Kamineni investigates Stalker’s lifestyle and discovers what he wants and needs to get him back to normal activities.
He then discussed options with Stalker. He can rebuild his elbow with an allograft using cadaver tissue and bone, fuse his joints together so that there is zero motion in the elbow, or he can have a total elbow replacement. There were pros and cons to each option, but Stalker ultimately told Kamineni that it was important for him to use his elbows as normally as possible so he could continue hunting and tending his cattle.
Together, Kamineni and Stalker decided to replace the elbow entirely. This will provide stability and mobility to Stalker’s joints and relieve the terrible pain he is experiencing.
“With elbow swaps, Stalker is forever limiting how much he can carry with that arm,” Kamineni said. “But when we talk about that and set expectations like this, Stalker is excited to be giving it his all again. Feeding himself, acting on his own, doing things he couldn’t do before.”
Surgery was performed two months later, and Kamineni helped provide Stalker with home rehab instructions, which Stalker followed carefully. For three months, Stalker was required to wear a brace with zero elbow motion to ensure the health of his new joint.
“With a procedure like this, some patients have a hard time following the very careful instructions we give them to care for their new joint at home,” Kamineni said. “But not Michael. He’s very hardworking, very genuine, and very committed to living a full life again – and it shows in his eagerness to follow instructions to take care of his joints. Ultimately, I want to make sure that Michael basically spends the rest of his life There is no need for any additional surgery on this joint.”
“Now I don’t have any problems with it,” Stock said. “It doesn’t hurt, and I move just fine. I can almost straighten it, eat by myself, scratch my head, etc., which I simply couldn’t do before.”
Stalker will continue to limit the amount of weight he can carry with his right arm, but he describes the recovery movement itself as huge.
“This elbow replacement changed my life,” Stock said. “It’s using my arm more than ever. I’m really happy with what they’ve done, and Caminini is really good and good for me.”

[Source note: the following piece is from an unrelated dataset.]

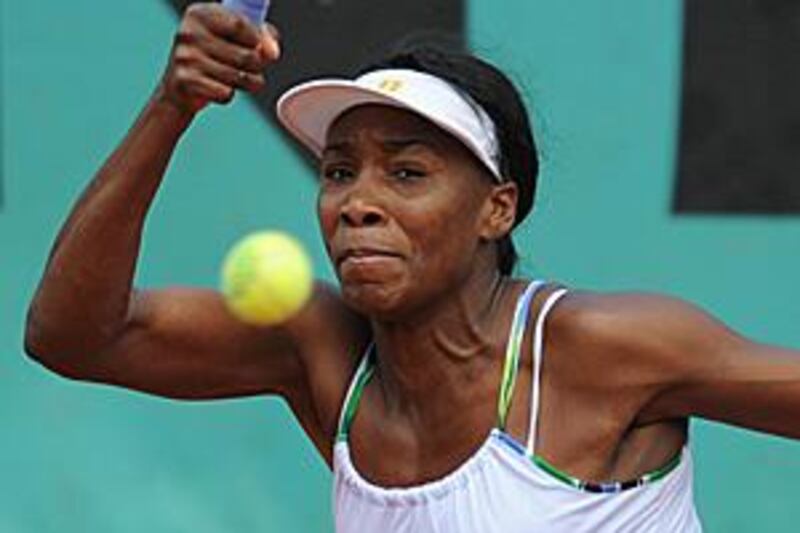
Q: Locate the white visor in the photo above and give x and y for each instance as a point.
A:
(309, 109)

After Stalker recovered, he returned to a normal life. After his first hunt, he sent Caminini a photo of the first deer he could shoot, a video of the fish he caught and a video of his thriving beehive.
“Patients like Michael Stalker are the joy of my work,” Kamineni said. “They are the reason for healthcare. He is a genuine, honest lad with such a fun life and I am honored to be able to help these patients. So again to receive photos of him safely doing his favourite activities and Video, that’s pure gold.”

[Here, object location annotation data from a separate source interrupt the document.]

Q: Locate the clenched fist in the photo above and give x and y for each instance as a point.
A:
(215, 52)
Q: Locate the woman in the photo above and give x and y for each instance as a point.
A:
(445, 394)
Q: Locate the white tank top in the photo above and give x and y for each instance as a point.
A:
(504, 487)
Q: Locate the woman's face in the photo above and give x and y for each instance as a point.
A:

Of course, Kamineni also recognizes that success stories like this are a team effort.
“It was by no means an individual effort,” Caminini said. “We couldn’t have been as successful as Michael had it not been for the entire nursing team (of which I am a part). And, in fact, Michael was probably the most important person in this team, otherwise affectionately known in the UK” “Diamond Freak”.”